Growth Stages Artwork
The Art Pipeline
It's almost been a month since I started, and I'm making slow but steady progress. Yo!
Today I'm going to share one of the game's most important parts: the assets. Since this is a plant game, the main asset is obviously... plants. My initial ambitious plan was to include at least 5 different plant species, but after spending 50+ hours on a single plant and only completing a small portion of the total work, I realized: OK, let's start with 1 plant and add others later. You know, this isn't just a simple "water to grow" game—it's... yeah, something more interesting. So today I'm going to show you what I've been spending all these hours on.
Primary tool: Aseprite - I think you all know what it is, but in case you don't, it's pixel art editing software. I bought it for $19 (permanent license), and it's more than good enough and powerful enough for this project.

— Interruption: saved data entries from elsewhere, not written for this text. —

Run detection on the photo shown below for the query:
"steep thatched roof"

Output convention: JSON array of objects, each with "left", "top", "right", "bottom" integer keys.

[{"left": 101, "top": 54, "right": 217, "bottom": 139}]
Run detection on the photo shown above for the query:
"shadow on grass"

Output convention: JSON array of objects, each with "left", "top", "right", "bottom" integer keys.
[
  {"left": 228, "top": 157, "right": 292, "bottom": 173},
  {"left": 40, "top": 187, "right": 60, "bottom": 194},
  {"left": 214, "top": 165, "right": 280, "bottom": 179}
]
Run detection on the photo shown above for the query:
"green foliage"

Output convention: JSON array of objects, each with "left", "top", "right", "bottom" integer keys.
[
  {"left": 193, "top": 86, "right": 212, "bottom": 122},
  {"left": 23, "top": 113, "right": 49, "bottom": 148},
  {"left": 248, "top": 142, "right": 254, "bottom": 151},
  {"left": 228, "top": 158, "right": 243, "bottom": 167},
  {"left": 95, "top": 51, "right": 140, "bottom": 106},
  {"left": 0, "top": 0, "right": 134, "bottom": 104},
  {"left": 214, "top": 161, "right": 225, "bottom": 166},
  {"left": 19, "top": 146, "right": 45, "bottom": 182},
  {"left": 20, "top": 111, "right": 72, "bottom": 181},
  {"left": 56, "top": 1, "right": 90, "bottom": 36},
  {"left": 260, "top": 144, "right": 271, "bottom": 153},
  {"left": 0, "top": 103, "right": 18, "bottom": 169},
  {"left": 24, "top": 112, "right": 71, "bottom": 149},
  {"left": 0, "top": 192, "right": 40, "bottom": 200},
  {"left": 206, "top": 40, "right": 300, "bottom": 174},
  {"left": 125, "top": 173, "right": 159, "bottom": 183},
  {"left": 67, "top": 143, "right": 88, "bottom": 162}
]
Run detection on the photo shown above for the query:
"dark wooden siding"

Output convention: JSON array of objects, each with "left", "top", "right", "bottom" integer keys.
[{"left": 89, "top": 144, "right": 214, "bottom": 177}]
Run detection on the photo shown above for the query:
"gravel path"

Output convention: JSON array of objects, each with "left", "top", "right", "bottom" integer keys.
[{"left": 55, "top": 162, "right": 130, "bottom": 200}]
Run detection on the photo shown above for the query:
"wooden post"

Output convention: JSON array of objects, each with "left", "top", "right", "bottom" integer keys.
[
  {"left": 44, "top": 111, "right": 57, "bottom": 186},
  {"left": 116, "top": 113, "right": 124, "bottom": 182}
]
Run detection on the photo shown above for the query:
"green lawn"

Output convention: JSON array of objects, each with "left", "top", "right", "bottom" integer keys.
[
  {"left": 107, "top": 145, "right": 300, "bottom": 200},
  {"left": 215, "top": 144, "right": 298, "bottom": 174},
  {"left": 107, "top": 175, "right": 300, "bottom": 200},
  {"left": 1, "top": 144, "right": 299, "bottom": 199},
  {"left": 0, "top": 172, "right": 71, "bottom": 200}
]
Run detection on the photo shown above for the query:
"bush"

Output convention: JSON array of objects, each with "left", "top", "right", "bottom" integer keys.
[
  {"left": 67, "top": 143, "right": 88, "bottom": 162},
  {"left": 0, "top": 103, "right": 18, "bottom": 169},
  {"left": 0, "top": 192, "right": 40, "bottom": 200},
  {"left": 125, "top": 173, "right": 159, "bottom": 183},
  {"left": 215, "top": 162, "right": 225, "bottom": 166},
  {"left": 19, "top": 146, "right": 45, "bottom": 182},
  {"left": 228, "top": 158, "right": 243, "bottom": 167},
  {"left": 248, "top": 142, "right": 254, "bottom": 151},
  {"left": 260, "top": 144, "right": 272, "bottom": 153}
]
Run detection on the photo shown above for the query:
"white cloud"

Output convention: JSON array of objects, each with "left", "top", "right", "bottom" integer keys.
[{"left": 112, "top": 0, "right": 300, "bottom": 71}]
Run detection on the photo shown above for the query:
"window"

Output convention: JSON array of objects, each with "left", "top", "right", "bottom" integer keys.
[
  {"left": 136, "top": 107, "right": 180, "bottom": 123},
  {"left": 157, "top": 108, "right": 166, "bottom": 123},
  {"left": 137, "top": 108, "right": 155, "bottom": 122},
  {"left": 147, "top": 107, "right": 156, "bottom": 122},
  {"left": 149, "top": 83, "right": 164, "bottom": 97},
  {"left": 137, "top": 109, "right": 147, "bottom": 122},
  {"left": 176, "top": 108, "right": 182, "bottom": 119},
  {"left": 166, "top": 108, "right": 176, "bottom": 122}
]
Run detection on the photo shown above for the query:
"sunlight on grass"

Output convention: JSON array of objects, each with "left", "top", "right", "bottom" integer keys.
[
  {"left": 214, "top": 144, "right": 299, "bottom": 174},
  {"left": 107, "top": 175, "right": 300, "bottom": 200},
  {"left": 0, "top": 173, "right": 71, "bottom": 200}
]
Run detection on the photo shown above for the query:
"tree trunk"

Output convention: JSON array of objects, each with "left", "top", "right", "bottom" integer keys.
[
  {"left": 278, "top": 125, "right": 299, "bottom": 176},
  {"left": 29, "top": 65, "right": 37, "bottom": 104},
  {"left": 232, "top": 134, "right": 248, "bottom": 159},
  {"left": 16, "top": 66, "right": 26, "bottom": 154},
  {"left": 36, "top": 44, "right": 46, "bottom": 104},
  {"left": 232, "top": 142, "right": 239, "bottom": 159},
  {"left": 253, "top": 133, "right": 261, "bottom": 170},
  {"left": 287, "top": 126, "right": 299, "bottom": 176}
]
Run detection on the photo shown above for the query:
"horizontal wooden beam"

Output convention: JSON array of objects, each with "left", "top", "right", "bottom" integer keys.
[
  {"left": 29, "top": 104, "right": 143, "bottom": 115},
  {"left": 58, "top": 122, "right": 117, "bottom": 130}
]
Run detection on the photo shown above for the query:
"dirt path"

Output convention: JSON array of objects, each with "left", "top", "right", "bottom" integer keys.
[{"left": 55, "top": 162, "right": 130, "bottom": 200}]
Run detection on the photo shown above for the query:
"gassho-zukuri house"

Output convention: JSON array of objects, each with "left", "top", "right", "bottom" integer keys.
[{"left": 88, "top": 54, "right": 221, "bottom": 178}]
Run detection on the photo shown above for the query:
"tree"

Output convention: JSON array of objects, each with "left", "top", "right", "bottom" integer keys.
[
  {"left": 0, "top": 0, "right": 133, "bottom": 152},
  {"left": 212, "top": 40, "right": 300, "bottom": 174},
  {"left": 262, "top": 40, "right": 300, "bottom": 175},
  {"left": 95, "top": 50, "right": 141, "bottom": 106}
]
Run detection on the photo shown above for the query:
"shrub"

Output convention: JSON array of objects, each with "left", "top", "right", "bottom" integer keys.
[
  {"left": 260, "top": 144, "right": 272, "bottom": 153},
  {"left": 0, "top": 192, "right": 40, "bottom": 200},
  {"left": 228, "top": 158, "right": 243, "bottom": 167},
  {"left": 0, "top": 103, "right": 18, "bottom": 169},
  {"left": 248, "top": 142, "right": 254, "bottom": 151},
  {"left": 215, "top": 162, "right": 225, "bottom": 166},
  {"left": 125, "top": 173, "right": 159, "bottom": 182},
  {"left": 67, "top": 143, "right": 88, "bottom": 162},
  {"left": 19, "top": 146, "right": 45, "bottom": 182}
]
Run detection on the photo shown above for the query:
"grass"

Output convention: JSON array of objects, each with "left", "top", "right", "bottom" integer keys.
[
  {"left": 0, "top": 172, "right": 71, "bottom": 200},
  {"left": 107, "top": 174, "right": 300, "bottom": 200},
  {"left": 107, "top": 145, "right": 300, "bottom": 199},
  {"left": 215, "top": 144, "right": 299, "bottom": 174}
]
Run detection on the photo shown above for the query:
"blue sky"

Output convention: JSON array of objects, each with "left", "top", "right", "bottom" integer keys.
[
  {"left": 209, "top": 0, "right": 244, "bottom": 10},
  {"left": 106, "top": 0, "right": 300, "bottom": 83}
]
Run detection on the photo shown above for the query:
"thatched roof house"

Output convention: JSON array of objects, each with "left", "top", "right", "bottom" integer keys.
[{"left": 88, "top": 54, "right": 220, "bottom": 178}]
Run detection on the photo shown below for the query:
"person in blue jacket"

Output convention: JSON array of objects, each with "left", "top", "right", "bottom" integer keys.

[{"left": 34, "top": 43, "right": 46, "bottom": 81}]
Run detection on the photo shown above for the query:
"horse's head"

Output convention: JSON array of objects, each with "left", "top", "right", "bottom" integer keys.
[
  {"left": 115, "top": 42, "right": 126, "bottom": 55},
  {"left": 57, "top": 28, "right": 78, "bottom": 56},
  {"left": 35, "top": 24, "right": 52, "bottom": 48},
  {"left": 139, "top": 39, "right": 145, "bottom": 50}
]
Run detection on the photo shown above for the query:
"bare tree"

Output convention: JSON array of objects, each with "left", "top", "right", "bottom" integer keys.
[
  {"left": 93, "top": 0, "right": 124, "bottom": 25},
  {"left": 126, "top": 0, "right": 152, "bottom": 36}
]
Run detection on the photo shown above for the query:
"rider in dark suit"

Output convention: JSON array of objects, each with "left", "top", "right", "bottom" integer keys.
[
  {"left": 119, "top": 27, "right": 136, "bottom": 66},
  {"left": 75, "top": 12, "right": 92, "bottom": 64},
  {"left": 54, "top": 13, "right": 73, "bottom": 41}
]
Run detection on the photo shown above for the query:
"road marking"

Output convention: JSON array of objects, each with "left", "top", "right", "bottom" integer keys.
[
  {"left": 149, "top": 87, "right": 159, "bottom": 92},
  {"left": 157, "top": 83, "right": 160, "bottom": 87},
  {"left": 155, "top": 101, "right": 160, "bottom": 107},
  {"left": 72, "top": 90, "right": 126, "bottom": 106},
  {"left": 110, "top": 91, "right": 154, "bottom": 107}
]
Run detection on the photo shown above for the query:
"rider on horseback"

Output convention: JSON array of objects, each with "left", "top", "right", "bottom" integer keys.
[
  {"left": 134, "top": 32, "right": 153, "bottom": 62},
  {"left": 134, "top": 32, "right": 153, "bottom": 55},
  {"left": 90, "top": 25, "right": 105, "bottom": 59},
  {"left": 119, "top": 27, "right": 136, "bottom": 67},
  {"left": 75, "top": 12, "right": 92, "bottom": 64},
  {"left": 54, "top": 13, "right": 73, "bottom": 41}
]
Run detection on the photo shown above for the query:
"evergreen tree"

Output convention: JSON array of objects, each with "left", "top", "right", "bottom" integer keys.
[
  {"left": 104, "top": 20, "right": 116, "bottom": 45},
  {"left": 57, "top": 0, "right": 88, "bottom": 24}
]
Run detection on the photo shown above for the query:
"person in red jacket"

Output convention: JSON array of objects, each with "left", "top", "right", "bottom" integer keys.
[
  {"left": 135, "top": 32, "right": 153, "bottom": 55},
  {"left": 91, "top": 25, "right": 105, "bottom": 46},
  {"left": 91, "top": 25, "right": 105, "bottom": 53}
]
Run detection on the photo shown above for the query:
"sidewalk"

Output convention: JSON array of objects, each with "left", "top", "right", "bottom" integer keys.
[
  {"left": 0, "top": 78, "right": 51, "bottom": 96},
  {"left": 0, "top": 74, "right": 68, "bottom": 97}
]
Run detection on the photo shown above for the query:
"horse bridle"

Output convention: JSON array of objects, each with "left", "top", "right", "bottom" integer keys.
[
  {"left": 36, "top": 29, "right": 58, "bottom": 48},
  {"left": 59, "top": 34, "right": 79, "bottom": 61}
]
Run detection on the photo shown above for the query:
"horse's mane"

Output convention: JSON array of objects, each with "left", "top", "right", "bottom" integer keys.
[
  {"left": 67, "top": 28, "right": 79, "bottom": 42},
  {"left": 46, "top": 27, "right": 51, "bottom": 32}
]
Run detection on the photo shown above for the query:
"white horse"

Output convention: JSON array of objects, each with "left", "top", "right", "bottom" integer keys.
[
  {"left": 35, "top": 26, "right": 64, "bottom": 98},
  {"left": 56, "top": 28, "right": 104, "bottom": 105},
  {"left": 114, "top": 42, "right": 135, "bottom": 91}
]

Secondary tool: I have to confess that I'm a complete beginner at artwork with zero experience. My main method involved using Google's Flow with Nano Banana Pro. I tried so many iterations to get the right color tone and pixel art style—for example, the pixels can't be too small, but they also can't be too detailed. So I spent quite a long time deciding on the style and level of detail. You know, for a level-0 painter like me, it's really a helpful tool, especially since it costs zero tokens to generate (though with limited daily attempts). I tried around 20 samples each day, and finally I figured out the optimal resolution should be 700 x 1000px.
Procedure
At the very beginning, I did try to draw from scratch. The pot was still manageable since it's simple and geometrically regular, but when I reached the leaves, it killed me—they're too complicated with too many perspectives to draw. It would've taken at least 10x the time I'm spending now. I gave up immediately.
So my main procedure became this: First, I planned to have around 30 growth stages in total, from seed to fruit. I asked the AI to generate every single stage, and actually, it wasn't that bad—it completed the task quite well in terms of simplicity and completeness.
The consistency was good. As you can see, the leaves and flowers maintain the same position. But there was one problem: the pixels were too loose for me, and the level of detail didn't match my vision. Then I tried another approach, asking it to create the same growth sheet with much finer pixels. The result was:
Now you understand the problem? When each individual plant is too detailed, it can't maintain consistency. As you can see, at first glance it provides 16 stages, but when you look closely, there are only 5 actual stages—the others are just replicates. I tried another very simple method: I cropped out 2 individual plants and then asked it to generate the stages in between. Yeah! It's smart, and I got results!
However, a dead end came quickly. When I used the AI-generated images to generate more images, the pixels and resolution became increasingly inconsistent, and even the pot color changed slightly. AI is not good at detail control. After a few more days of trying, what I did was select several key milestone images from the 200+ generated images. Then I imported them into Aseprite and manually added, removed, extended, and adjusted the branches, stems, flowers, and fruits. I went frame by frame—if not pixel by pixel—to create each stage image by hand. I discovered I'm a good polisher, despite being a terrible painter!
One more thing before you see my 50+ hours timelapse of handwork: AI can't generate transparent background images properly. When I asked it to give me different leaf shapes with transparent backgrounds, it gave me this:
The problem is it pretended the background was transparent, but it actually wasn't. I had to manually trace and select the edges by hand. Surprisingly, I'm quite happy doing this cleanup work.
Timelapse of the whole process
I separated the pot, seed, water, leaves, flowers, and fruit into different layers—pretty basic workflow, right? This made everything more manageable. I can easily modify something in specific layers without interfering with others. And it'll be crucial for later game development steps—for example, making flowers disappear at the scripting level will be much easier. I hope I'll get to that step eventually! After this long dirty works, I finally have around 50 still images organized in different layers. Yeah! I'm the king of the......no, I'm just a school level game developer.
After all that work, this is what I got:
That's it. Maybe I'll share more assets apart from plants later.